Groupers—weighing thirty, forty pounds—face him in a row, like used cars. “You can split those big heads,” he says. “Dredge them in flour and pan-fry them. Then you just pick at them—take the cheeks, the tongue.”
There are conger eels the size of big Southern rattlesnakes. “With those I make jellied eel, cooked first with parsley, white wine, and onions. Almost no one orders it. I eat it myself.”
As he quits the market, he ritually buys a pile of smoked chub, their skins loose and golden. “Smoked chub are so good,” he says. “They just melt like butter. You can eat half a dozen quite happily on the way home in the car.”
 
 
Now the inn is quiet, Anne up and working while her family sleeps. She says she believes in guardian angels. She says her good luck is so pervasive that she pulls into gas stations and has flat tires there. She had luck today. When the sea urchins came, she had made enough trifle and baked enough cake to cover her desserts. She works on urchins now—cracking, scooping, separating out the roe. The column of gold is rising in the jar. She says of their move to another place that they are not going far, not far from New York, no telling where. “He has to feel comfortable. I trust in his paranoia to tell us where to go. What is certain is that we’ll be between nowhere and no place, and things will be the same. For all those people who want flames and white gloves, there will be no flames or white gloves. What we have is simple food. Simple food if it is good is great. If you understand that, you understand him.”

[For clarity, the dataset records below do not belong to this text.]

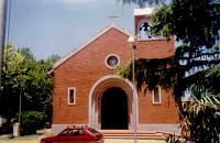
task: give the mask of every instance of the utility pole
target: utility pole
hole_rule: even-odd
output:
[[[7,15],[7,2],[6,0],[0,0],[0,101],[2,101],[1,96],[1,78],[2,78],[2,62],[3,62],[3,47],[6,37],[6,15]]]

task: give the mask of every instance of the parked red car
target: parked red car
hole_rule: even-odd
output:
[[[103,135],[92,128],[67,127],[58,135],[42,139],[41,143],[103,143]]]

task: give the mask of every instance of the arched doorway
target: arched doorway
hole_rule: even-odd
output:
[[[119,92],[121,91],[121,92],[123,92],[121,95],[124,95],[124,96],[122,96],[122,102],[124,102],[123,97],[125,97],[127,99],[124,99],[124,100],[127,100],[125,103],[128,103],[127,111],[124,110],[125,111],[124,113],[127,113],[127,119],[125,120],[123,119],[123,121],[125,121],[127,129],[129,129],[129,130],[134,129],[134,127],[133,127],[133,121],[135,118],[134,117],[134,102],[136,102],[138,100],[134,100],[132,87],[133,87],[132,82],[130,82],[129,80],[123,79],[119,76],[114,76],[114,75],[105,76],[105,77],[101,77],[99,80],[97,80],[94,84],[94,86],[91,87],[91,90],[89,92],[89,105],[88,105],[89,127],[92,127],[92,128],[99,129],[99,130],[102,129],[101,111],[102,111],[102,109],[105,109],[105,108],[101,109],[102,97],[108,98],[109,96],[105,96],[106,94],[111,95],[111,94],[108,94],[108,90],[111,90],[111,89],[114,90],[113,88],[118,88],[119,90],[118,89],[116,89],[116,90],[118,90]],[[136,96],[138,95],[136,90],[134,90],[134,91],[135,91],[134,96]],[[120,94],[118,94],[118,95],[120,95]],[[120,98],[113,98],[113,99],[120,100]],[[139,110],[139,108],[136,110]],[[139,119],[139,112],[136,112],[136,118]],[[124,127],[123,127],[123,129],[125,129]],[[118,127],[117,129],[120,130],[120,127]]]
[[[101,129],[129,129],[128,97],[121,88],[111,87],[101,96]]]

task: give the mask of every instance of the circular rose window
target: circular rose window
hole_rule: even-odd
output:
[[[109,68],[116,68],[119,65],[119,63],[120,63],[120,61],[119,61],[119,56],[118,55],[110,54],[106,58],[106,65]]]

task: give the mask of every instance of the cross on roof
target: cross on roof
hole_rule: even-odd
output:
[[[111,12],[111,14],[108,16],[108,19],[110,19],[112,22],[114,22],[114,19],[119,18],[118,15],[116,15],[113,12]]]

Her hair has come out of its knot, and a long strand crosses one eye. She puts down her work, dries her hands, and runs them backward from her temples. She speaks on, slowly. “You may have grasped this, but I don’t know him very well. If you’re close to a screen you can’t see through it. He doesn’t know me, either. We’re just together. People are unknowable. They show you what they want you to see. He is a very honest person. Basically. In his bones. And that is what the food is all about. He is so good with flavor because he looks for arrows to point to the essence of the material. His tastes are very fresh and bouncy. He has honor, idealism, a lack of guile. I don’t know how he puts them together. I don’t know his likes and dislikes. I can’t even buy him a birthday present. He has intelligence. He has education. He has character. He has integrity. He applies all these to this manual task. His hands follow what he is.”